Bu sorunların başında piyasa riskinin hangi portföyler için hesaplanması gerektiği geliyor. Temelde bankalar, finansal araçlarını ya kısa vadeli fiyat hareketlerinden yararlanmak için edinirler ve alım satım amaçlı olarak sınıflandırırlar ya da bunun dışındaki tüm bankacılık fonksiyonları için edinirler ve bankacılık hesabı olarak sınıflandırırlar. Piyasa riski hesaplamasına ise yalnızca alım satım amaçlı finansal araçlar dâhil olur. Mevcut Basel düzenlemelerinin söz konusu portföy ayrımını yapmada yeterince net ve kesin çizgilerinin olmaması, finansal araçların gerçek kullanım amacına uygun sınıflandırılmasında, sermaye yeterliliği hesaplamalarının gerçeği yansıtmasına da engel olmuştur. Bu eleştiriler de, yeni düzenlemelerinin temel içeriğini oluşturur.

Basel IV için de  dokunulmamış piyasa riski hesaplaması konusunda esaslı değişiklikler gerekiyor. Bunu yaparken az önce bahsettiğim portföy ayrımını net kurallarla belirlediği gibi alım satım ve bankacılık hesabı arasındaki geçişleri -örneğin alım satım amaçlı bulundurulan bir tahvilin portföy değişikliğini- BDDK gibi bir otoritenin iznine bağlamaktadır. Portföylerin yanı sıra trader masalarının da net bir şekilde tanımlaması, bunlara yönelik yeni kurallar getirmesi dikkat çekiyor. Piyasa riskinin ölçümünde Basel IV, yeterince risk hassasiyeti yok eleştirilerinden nasibini almış olsa gerek ki, daha fazla risk sınıfının belirlendiği, korelasyon parametrelerinin yer aldığı, temerrüt riskinin dikkate alındığı görülüyor.

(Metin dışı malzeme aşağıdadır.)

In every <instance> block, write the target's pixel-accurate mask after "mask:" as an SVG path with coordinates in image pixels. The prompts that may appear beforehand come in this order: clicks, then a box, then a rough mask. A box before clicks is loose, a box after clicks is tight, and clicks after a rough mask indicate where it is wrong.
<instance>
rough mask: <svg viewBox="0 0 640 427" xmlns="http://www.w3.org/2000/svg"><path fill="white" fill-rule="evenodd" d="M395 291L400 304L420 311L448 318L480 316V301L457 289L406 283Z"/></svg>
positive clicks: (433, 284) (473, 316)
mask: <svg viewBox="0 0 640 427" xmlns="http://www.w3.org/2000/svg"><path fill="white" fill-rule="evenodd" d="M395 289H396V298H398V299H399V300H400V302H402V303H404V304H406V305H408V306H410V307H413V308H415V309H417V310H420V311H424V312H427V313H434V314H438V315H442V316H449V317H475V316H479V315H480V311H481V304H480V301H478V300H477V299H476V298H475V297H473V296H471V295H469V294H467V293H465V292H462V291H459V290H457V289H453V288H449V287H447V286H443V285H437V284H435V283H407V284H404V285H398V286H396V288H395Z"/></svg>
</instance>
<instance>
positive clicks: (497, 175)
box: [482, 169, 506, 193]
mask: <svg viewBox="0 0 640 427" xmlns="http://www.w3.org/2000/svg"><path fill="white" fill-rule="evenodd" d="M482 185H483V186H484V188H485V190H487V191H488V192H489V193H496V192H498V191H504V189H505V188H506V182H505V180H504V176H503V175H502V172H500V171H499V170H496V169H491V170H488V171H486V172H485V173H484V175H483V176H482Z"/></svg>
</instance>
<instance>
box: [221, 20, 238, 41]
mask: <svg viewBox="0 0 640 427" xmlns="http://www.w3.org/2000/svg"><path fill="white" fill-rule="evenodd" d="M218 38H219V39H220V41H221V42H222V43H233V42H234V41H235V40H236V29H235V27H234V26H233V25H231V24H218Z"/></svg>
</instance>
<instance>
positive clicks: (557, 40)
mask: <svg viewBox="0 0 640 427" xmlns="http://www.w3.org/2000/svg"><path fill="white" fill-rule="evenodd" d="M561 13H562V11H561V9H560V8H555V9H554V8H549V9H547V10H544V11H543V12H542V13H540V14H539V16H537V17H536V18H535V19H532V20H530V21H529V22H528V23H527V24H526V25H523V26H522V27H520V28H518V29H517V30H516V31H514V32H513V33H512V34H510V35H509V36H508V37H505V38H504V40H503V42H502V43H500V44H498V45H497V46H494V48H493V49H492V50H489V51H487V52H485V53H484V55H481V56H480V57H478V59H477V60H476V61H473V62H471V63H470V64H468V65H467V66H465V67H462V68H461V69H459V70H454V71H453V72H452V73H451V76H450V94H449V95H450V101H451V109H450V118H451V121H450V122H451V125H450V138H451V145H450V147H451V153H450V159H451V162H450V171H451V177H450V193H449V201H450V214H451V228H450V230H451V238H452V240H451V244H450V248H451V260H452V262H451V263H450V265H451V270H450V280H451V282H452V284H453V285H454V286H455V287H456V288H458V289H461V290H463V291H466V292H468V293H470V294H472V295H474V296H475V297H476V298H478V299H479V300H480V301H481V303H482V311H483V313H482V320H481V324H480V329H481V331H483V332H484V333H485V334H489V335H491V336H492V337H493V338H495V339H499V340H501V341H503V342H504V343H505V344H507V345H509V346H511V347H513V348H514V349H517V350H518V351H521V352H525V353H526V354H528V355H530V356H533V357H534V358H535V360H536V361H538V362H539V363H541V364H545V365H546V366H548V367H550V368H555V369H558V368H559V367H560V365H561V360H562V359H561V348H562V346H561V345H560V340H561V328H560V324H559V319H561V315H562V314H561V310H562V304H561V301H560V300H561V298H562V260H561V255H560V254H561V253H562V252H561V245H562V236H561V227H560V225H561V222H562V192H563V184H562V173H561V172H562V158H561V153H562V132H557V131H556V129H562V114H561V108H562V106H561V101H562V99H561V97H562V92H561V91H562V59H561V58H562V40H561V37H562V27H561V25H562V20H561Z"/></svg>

Standart yöntemin yanı sıra piyasa riskinin içsel yöntemlerle belirlenmesine yönelik düzenlemenin de ciddi bir şekilde değiştiğini görüyoruz. . Genel olarak içsel yöntemler varlığın değerinin belirli bir süre içinde ne kadar zarar doğurabileceğini hesaplarken geçmişteki kur/faiz vs. gelişimlerini dikkate almakta ve riske maruz değer hesaplamaktadır. Basel IV bunu yaparken geçmişteki veriye ait trendin kuyruktaki değerlerini de dikkate alınmasını sağlayan expected shortfall (beklenen kayıp) yaklaşımının kullanılmasını şart koşuyor. Basel IV içsel yöntemlerde birkaç esaslı iyileştirme yapmakla birlikte kredi riskinde olduğu gibi modeller sonuçlarına ihtiyaten sermaye tabanı getirmeyi ve ancak belirli bir yüzdeyle dikkate almayı planlıyor. 

Türk bankacılık sektörü için kredi riski kadar önemli bir yekün tutmamasına rağmen, piyasa riskine ilişkin sermaye yükümlülüğünün Basel IV ile artması ve bankaları olumsuz etkilemesi bekleniyor. Bununla birlikte hesaplamalarda karmaşıklaşan süreç kaliteli bir veri yönetim sürecini ve etkin bir model yönetimi ihtiyacını beraberinde getiriyor.